[RFC] arm: use built-in byte swap function
Nicolas Pitre
nico at fluxnic.net
Thu Feb 21 11:40:54 EST 2013
On Thu, 21 Feb 2013, Kim Phillips wrote:
> On Wed, 20 Feb 2013 23:29:58 -0500
> Nicolas Pitre <nico at fluxnic.net> wrote:
>
> > On Wed, 20 Feb 2013, Kim Phillips wrote:
> >
> > > On Wed, 20 Feb 2013 10:43:18 -0500
> > > Nicolas Pitre <nico at fluxnic.net> wrote:
> > >
> > > > On Wed, 20 Feb 2013, Woodhouse, David wrote:
> > > > > On Wed, 2013-02-20 at 09:06 -0500, Nicolas Pitre wrote:
> > > > > > ... in which case there is no harm shipping a .c file and trivially
> > > > > > enforcing -O2, the rest being equal.
> > > > >
> > > > > For today's compilers, unless the wind changes.
> > > >
> > > > We'll adapt if necessary. Going with -O2 should remain pretty safe anyway.
> > >
> > > Alas, not so for gcc 4.4 - I had forgotten I had tested
> > > Ubuntu/Linaro 4.4.7-1ubuntu2 here:
> > >
> > > https://patchwork.kernel.org/patch/2101491/
> > >
> > > add -O2 to that test script and gcc 4.4 *always* emits calls to
> > > __bswap[sd]i2, even with -march=armv6k+.
>
> argh, sorry - that script was testing support for
> __builtin_bswap{16,32,64} directly, which isn't the same as testing
> code generation of a byte swap pattern in C.
Still, I'm not as confident as I was about this.

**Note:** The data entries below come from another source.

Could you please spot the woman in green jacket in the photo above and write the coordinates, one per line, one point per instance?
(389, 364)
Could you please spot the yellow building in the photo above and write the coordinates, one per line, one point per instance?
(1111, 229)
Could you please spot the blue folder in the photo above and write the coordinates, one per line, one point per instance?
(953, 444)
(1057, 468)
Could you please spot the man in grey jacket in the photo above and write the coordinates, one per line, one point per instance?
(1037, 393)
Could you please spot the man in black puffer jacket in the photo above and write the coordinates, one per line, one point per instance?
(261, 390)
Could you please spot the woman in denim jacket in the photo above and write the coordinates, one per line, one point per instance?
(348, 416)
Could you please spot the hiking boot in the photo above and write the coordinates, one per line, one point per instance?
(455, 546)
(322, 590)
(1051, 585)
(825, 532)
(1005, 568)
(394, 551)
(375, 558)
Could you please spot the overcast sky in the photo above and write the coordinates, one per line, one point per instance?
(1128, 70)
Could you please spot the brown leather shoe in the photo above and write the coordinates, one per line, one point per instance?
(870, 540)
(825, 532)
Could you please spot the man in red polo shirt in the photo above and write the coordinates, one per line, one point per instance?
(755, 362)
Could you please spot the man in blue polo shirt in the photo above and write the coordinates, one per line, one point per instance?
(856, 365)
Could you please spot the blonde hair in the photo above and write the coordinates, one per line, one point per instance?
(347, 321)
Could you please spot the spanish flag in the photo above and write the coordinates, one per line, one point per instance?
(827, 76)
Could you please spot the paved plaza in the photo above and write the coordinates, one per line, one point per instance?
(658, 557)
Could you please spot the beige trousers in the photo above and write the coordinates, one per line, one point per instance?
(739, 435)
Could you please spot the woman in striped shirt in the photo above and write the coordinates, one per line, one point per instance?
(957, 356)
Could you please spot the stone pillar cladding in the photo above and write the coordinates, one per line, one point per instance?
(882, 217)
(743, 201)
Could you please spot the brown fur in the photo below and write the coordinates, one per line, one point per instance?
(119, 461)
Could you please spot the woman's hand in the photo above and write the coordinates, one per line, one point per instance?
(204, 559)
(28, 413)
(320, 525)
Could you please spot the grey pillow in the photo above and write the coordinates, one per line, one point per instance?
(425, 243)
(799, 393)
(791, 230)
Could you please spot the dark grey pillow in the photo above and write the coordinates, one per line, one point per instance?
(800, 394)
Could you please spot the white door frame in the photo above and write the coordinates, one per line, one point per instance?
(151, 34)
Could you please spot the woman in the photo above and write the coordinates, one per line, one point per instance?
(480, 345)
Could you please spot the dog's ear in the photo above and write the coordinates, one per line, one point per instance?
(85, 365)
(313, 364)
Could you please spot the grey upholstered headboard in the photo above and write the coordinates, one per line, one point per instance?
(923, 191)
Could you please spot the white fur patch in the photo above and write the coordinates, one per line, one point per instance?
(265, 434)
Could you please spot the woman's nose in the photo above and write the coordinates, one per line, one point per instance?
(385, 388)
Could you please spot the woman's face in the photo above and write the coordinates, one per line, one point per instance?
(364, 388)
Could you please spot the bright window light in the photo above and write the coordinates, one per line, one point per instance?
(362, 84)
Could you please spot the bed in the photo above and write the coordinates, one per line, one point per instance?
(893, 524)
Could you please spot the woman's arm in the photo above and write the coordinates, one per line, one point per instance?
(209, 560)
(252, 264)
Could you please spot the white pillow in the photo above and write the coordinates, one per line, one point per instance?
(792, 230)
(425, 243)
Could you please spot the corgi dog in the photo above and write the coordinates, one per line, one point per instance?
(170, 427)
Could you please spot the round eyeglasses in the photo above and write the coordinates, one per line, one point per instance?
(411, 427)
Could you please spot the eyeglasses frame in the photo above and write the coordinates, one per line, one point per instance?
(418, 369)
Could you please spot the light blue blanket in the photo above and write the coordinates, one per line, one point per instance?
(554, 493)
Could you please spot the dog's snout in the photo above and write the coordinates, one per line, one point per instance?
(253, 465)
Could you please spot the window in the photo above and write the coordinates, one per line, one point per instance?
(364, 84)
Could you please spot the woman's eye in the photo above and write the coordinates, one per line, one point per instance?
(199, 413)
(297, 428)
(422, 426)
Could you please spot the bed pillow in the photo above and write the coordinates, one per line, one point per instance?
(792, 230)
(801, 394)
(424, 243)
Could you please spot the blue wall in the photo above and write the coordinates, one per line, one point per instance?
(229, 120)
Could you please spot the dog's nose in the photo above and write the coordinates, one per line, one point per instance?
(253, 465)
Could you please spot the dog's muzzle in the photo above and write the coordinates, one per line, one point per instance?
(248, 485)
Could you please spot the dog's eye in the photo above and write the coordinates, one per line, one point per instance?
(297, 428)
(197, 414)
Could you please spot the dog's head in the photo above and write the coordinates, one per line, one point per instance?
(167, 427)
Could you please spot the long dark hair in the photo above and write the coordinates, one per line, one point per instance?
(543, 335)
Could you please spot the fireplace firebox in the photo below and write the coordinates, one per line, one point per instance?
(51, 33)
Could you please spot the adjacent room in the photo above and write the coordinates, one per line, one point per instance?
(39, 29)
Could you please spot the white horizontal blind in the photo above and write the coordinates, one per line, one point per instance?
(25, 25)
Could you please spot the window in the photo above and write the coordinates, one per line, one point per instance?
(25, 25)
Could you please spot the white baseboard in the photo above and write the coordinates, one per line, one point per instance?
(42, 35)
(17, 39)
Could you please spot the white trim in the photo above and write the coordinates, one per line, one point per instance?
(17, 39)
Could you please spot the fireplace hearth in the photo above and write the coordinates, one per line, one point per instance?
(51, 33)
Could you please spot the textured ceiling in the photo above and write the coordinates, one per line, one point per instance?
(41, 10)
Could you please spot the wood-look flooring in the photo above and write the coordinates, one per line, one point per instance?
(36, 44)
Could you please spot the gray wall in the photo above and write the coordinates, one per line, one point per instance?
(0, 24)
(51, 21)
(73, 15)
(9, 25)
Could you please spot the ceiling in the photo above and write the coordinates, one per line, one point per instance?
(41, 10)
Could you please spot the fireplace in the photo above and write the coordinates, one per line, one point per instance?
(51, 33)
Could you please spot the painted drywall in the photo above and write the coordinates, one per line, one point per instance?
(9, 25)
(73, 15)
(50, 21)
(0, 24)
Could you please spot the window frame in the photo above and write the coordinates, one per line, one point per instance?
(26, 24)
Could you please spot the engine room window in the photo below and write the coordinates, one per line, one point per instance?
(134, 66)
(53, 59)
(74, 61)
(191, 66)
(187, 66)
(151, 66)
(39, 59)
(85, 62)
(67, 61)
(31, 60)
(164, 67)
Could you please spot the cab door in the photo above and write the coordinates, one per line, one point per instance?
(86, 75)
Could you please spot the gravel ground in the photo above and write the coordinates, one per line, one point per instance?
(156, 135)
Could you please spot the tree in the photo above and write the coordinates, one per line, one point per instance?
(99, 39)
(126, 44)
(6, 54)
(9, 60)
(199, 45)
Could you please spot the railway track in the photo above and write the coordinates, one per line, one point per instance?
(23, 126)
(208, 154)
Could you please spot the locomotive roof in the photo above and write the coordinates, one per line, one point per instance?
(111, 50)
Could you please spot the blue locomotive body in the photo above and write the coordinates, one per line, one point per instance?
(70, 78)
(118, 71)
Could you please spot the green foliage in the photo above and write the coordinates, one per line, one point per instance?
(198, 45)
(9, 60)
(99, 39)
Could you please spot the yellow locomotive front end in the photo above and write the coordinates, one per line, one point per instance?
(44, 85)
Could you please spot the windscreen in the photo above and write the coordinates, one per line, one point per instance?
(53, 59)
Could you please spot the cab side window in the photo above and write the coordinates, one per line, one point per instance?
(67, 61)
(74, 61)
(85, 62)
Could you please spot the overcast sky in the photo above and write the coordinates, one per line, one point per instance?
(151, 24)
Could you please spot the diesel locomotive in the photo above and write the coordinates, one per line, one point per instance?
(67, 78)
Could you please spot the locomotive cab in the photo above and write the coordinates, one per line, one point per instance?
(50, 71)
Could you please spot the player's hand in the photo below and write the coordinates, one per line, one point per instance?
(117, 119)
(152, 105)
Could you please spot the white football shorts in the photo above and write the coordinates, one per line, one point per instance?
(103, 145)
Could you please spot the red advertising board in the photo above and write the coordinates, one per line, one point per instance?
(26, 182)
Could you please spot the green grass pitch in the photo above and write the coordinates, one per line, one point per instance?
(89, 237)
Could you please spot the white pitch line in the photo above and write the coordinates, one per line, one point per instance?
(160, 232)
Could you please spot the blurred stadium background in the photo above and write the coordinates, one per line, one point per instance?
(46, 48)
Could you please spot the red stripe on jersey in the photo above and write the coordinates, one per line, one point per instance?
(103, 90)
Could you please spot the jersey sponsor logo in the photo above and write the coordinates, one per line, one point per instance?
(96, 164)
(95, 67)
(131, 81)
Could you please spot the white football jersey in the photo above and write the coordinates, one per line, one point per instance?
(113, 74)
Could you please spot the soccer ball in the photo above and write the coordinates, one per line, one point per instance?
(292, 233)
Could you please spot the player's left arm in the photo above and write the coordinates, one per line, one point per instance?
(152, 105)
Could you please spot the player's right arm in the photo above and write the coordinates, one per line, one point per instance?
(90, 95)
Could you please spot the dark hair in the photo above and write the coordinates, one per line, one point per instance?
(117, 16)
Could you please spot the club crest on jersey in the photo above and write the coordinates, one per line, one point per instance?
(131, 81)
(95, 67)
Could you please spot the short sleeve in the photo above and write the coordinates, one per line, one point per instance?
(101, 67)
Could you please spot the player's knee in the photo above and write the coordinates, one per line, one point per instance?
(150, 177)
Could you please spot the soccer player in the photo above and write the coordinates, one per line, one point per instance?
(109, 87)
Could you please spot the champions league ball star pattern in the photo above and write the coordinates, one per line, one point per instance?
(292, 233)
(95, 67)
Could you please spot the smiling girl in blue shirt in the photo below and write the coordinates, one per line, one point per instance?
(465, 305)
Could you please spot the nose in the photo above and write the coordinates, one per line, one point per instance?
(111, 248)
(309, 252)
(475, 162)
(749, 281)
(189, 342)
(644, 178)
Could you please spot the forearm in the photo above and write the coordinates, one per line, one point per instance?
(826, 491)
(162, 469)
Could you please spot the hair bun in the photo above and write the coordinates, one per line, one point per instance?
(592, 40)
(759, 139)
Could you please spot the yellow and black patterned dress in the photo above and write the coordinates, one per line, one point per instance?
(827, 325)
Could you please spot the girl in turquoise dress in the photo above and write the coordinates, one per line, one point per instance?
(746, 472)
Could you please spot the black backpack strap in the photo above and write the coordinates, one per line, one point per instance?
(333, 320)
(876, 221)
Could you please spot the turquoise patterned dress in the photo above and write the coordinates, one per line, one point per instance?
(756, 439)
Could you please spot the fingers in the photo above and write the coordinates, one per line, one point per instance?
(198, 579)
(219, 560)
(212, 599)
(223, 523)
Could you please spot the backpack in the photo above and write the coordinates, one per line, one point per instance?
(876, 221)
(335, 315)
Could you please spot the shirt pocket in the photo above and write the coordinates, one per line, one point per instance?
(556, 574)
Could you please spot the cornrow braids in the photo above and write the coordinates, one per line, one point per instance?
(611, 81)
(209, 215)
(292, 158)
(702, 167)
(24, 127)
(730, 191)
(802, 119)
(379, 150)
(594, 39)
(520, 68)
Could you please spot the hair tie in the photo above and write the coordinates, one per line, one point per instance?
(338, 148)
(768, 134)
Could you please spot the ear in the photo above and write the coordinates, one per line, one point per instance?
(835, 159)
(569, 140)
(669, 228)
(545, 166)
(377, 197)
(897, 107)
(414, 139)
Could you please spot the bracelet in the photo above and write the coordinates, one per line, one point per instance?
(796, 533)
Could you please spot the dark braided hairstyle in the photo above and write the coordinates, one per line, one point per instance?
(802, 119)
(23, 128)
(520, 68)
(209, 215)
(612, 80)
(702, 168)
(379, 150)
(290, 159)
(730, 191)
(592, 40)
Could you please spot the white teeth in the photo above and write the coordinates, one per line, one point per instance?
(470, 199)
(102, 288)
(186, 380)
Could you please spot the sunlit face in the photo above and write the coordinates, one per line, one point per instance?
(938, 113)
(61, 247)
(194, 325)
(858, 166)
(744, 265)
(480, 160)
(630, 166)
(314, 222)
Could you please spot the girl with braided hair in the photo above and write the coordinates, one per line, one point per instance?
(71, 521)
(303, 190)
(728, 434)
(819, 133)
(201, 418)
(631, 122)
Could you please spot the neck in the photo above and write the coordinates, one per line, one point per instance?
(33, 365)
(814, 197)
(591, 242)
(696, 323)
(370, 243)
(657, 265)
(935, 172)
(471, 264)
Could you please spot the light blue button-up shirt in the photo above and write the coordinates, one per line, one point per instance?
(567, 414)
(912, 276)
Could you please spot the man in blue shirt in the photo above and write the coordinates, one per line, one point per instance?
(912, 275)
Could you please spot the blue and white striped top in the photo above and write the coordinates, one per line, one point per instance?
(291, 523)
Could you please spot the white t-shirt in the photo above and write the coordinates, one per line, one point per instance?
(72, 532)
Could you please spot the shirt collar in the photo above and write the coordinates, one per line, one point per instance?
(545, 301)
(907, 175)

> I'll still try the assembly approach - gcc 4.4's armv6 output looks
> worse than both the pre-armv6 and post-armv6 __arch_swab32
> implementations currently in use:
>
> mov ip, sp
> push {fp, ip, lr, pc}
> sub fp, ip, #4
You should use -fomit-frame-pointer to compile this. We don't need a
frame pointer here, especially for a leaf function that the compiler
decides to call on its own.
> and r2, r0, #65280 ; 0xff00
> lsl ip, r0, #24
> orr r1, ip, r0, lsr #24
> and r0, r0, #16711680 ; 0xff0000
> orr r3, r1, r2, lsl #8
> orr r0, r3, r0, lsr #8
Other than that, it is true that the above is slightly suboptimal.